We have previously surveyed the Oregon cases on this subject and distilled the rule that an indictment in the language of the statute is sufficient to state a crime, but where statutory language is not precise it must be implemented so as to leave no doubt in the minds of the accused and the court as to the exact offense intended to be charged. State v. Jim/White, 13 Or. App. 201, 217, 508 P.2d 462 rev den (1973). Broad statutory terms are sufficient if they are further defined in the code or commentary to the code and thus made words of art with specific meaning. In such cases, general terms accomplish the purposes of the accusatory instrument: an allegation of "theft," for example, is sufficient. State v. House, 37 Or. App. 131, 134, 586 P.2d 388 (1978); State v.
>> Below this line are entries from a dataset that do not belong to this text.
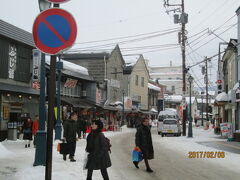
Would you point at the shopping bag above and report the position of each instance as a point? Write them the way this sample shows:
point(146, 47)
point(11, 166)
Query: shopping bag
point(58, 147)
point(64, 148)
point(85, 159)
point(137, 156)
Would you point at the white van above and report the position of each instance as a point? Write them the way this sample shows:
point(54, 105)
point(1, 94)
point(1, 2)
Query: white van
point(168, 113)
point(171, 126)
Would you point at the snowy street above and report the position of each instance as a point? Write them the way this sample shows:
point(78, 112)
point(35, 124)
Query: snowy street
point(171, 160)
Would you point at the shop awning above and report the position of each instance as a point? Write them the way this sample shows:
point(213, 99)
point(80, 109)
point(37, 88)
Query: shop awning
point(153, 111)
point(222, 97)
point(77, 102)
point(19, 89)
point(236, 86)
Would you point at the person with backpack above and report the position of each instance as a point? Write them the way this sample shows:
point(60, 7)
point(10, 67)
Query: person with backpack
point(70, 133)
point(97, 147)
point(143, 141)
point(27, 131)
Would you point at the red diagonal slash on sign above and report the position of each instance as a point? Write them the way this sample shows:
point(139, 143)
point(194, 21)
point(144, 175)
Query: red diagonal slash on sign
point(54, 31)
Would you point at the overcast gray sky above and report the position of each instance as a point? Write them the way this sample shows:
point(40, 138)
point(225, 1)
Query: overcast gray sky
point(100, 20)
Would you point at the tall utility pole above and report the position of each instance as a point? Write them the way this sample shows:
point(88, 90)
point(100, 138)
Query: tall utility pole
point(184, 71)
point(183, 20)
point(206, 76)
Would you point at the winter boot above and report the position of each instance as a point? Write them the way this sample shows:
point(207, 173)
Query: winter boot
point(72, 159)
point(64, 157)
point(149, 170)
point(136, 164)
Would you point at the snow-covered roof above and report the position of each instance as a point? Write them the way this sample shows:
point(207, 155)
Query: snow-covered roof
point(166, 80)
point(151, 86)
point(165, 73)
point(199, 100)
point(188, 100)
point(71, 67)
point(212, 93)
point(173, 98)
point(222, 97)
point(153, 110)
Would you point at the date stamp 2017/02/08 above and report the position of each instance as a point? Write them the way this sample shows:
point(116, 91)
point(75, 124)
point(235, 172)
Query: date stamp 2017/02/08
point(206, 154)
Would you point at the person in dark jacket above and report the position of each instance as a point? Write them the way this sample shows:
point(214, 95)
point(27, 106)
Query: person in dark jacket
point(70, 135)
point(82, 127)
point(144, 142)
point(97, 148)
point(27, 131)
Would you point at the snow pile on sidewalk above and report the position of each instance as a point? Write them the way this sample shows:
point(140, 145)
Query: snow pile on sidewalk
point(4, 152)
point(184, 145)
point(61, 170)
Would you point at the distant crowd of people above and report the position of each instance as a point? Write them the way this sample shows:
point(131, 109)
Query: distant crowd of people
point(97, 145)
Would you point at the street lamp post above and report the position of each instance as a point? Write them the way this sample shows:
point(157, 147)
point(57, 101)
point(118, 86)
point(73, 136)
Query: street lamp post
point(40, 154)
point(202, 108)
point(123, 108)
point(58, 126)
point(190, 79)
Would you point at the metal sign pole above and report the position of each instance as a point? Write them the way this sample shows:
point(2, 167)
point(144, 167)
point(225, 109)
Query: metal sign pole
point(50, 123)
point(40, 155)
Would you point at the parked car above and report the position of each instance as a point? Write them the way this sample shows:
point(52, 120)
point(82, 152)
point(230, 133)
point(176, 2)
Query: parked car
point(169, 113)
point(171, 126)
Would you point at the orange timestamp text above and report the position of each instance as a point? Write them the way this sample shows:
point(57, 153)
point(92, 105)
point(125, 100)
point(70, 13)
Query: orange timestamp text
point(206, 154)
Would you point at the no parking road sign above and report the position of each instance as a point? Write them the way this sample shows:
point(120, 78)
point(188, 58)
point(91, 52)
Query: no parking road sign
point(54, 30)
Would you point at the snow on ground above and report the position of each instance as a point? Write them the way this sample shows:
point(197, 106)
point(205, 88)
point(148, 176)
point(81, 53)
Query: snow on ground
point(3, 151)
point(61, 170)
point(184, 145)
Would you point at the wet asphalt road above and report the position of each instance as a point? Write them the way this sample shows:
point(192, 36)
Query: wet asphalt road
point(167, 165)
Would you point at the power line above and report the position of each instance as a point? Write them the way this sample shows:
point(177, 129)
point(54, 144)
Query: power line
point(213, 38)
point(125, 37)
point(128, 41)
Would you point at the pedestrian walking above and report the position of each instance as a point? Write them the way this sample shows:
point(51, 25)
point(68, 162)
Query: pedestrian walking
point(27, 131)
point(35, 127)
point(71, 130)
point(143, 141)
point(97, 147)
point(82, 127)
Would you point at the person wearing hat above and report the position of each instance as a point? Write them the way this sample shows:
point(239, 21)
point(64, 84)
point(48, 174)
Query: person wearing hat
point(97, 147)
point(70, 135)
point(143, 140)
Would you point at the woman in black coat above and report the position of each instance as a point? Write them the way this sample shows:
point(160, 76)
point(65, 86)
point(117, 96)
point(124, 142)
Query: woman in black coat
point(97, 148)
point(27, 131)
point(144, 142)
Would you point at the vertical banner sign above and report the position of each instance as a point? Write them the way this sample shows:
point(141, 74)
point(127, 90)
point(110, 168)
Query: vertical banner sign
point(12, 61)
point(36, 69)
point(36, 65)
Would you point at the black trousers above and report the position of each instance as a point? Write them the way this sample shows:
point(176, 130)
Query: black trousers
point(103, 172)
point(71, 148)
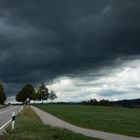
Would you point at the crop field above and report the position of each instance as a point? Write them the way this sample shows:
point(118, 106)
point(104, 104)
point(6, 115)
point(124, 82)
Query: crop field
point(119, 120)
point(29, 127)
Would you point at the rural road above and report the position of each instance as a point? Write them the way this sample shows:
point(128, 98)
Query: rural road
point(56, 122)
point(6, 114)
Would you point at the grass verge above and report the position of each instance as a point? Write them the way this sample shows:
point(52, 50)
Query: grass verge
point(29, 127)
point(124, 121)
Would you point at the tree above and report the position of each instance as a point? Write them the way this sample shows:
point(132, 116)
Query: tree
point(2, 93)
point(52, 95)
point(26, 92)
point(43, 93)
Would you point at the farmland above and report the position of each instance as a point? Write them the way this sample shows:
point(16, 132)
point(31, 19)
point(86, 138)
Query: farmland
point(110, 119)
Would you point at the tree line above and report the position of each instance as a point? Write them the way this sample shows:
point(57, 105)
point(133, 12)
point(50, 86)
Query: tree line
point(2, 93)
point(37, 94)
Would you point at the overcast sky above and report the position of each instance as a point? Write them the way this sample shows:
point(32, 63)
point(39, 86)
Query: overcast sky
point(81, 49)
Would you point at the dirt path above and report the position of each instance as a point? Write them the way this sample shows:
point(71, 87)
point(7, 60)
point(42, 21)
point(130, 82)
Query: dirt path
point(54, 121)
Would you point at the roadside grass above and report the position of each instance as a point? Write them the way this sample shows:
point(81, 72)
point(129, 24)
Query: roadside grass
point(29, 127)
point(119, 120)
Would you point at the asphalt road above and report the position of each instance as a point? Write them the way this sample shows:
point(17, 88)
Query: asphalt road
point(6, 115)
point(54, 121)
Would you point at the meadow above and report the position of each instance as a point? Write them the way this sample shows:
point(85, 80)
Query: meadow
point(29, 127)
point(119, 120)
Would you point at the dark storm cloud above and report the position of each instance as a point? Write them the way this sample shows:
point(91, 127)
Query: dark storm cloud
point(40, 40)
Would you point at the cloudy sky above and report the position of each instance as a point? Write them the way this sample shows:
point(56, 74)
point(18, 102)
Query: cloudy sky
point(81, 49)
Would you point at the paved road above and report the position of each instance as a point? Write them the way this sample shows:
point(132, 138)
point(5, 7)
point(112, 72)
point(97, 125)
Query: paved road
point(6, 114)
point(53, 121)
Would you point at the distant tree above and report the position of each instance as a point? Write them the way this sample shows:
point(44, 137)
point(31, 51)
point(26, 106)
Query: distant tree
point(42, 93)
point(2, 93)
point(52, 95)
point(26, 92)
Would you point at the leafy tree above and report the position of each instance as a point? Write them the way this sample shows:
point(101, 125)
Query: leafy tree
point(52, 95)
point(2, 93)
point(43, 93)
point(26, 92)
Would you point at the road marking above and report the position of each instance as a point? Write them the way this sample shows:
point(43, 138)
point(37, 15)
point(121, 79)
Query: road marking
point(5, 124)
point(8, 110)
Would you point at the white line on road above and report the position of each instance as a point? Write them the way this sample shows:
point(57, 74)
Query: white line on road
point(5, 124)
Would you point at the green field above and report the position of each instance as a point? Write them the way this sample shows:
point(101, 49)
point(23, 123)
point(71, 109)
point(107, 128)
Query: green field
point(30, 127)
point(111, 119)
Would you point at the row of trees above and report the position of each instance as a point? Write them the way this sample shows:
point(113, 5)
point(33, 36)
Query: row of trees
point(42, 93)
point(2, 93)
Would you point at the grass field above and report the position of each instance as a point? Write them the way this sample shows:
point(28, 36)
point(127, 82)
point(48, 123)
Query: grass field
point(29, 127)
point(111, 119)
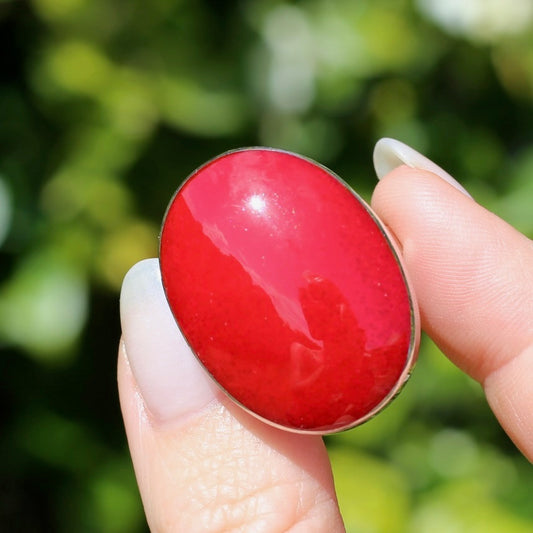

Jim/White, 13 Or Ap at 218-21.
This complaint is brought under ORS 166.025(1)(a), which provides:
"A person commits the crime of disorderly conduct if, with intent to cause public inconvenience, annoyance or alarm, or recklessly creating a risk thereof, he:
"(a) engages in fighting or in violent, tumultuous or threatening behavior * * *."
The statutory terms incorporated into the complaint are not sufficiently definite and certain in themselves to describe the conduct which defendant must defend against or to provide a documentary basis for a subsequent plea of former jeopardy. There is no statutory definition of the terms which we may incorporate into the complaint by reference. The explanation in the commentary does not enable us to regard the words as terms of art. Rather, the commentary says simply:
"Paragraph (a) is directed at conduct within the traditional common law concept of breach of the peace." Commentary, Proposed Oregon Criminal Code, § 220 (1970).
The commentary, therefore, explains the general terms by reference to another general term, "breach of the peace," which, had that been pleaded, would require additional factual allegations for sufficiency.
Therefore, because the words of the complaint standing alone or by reference to the code and commentary, fail to specify the conduct which the state alleges to be forbidden by the statute, the demurrer for lack of definiteness and certainty was properly sustained.
For these reasons I would affirm the sustaining of the demurrer.